GREENSBORO, NC
- Prominent biologists will speak about the
state of North Carolina’s flora and fauna
March 28 at UNCG. They will discuss why that
biodiversity is important and how it can be
preserved.
The UNCG Department of
Biology’s spring symposium, “The State of
Our State: Wild Things in North Carolina,”
will be held 1-5 p.m. in Jaylee Mead
Auditorium (Room 101) of the Science
Building. Richard B. Hamilton, Curtis
Smalling, John Alderman and Alan Weakley
will speak at the event, which is free and
open to the public.
Parking is available in
the McIver Street Parking Deck for $1 per
hour up to a maximum of $5 per day. A campus
map is available
online.
For more information about the event, call
(336) 334-5391.
Hamilton has recently
retired as executive director of the North
Carolina Wildlife Resources Commission (WRC)
and is now working with the NC Wildlife
Federation. His 37 years with the WRC have
provided him with an exhaustive knowledge of
the state’s wildlife and wildlife policies.
Smalling is the
mountain region biologist for Audubon North
Carolina. He conducts extensive breeding
bird surveys in the mountains to identify
important birding areas. His work is used to
support public policy decisions.

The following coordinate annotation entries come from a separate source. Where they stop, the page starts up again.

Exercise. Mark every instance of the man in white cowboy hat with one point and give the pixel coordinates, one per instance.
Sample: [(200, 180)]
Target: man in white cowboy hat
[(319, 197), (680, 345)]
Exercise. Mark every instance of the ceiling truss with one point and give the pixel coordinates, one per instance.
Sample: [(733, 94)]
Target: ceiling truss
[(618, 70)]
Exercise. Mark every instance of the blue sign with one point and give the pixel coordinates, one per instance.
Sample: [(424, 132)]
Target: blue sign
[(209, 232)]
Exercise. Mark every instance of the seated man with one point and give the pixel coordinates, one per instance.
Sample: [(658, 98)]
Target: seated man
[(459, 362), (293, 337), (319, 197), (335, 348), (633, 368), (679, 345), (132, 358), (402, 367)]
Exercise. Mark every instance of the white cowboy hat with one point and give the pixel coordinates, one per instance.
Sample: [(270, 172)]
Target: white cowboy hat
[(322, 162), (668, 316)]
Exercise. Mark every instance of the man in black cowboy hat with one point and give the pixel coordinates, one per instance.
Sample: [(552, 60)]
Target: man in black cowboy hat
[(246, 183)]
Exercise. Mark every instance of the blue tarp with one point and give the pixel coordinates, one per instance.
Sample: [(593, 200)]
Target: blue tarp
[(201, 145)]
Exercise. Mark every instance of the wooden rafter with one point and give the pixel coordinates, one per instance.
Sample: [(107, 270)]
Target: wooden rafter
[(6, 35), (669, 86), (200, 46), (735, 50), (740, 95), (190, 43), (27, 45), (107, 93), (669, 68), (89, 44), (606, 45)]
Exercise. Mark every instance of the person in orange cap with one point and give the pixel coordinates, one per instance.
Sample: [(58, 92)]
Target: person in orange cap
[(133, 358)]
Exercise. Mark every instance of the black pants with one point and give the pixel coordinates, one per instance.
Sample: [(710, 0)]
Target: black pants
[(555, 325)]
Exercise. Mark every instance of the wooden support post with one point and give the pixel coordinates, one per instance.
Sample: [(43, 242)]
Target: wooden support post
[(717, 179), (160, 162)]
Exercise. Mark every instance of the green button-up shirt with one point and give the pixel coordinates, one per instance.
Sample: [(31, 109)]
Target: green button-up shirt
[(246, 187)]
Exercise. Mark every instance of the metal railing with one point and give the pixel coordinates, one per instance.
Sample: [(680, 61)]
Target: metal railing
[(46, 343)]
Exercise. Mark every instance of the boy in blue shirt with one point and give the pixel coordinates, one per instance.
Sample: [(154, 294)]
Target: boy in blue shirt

He has
written several books and articles and is
widely known and respected for his work. In
2005, Smalling and others investigated the
impacts of wind turbines on birds at Beech
Mountain.
Alderman is an endangered
species specialist and aquatic biologist who
monitors and helps to conserve freshwater
crayfish, mussels, snails and fish. During
the past quarter century, he has traveled
thousands of miles of creeks, rivers and
lakes, and has seen some of the most
beautiful land and waterscapes in North
Carolina as well as some of the most abused.
Weakley is the author of
“Flora of the Carolinas, Virginia, Georgia,
and Surrounding Areas” and curator of the
University of North Carolina Herbarium,
which houses the largest collection of plant
specimens from the Southeastern United
States. For several decades, he has spent
his time documenting and helping to preserve
plant biodiversity in the Southeast.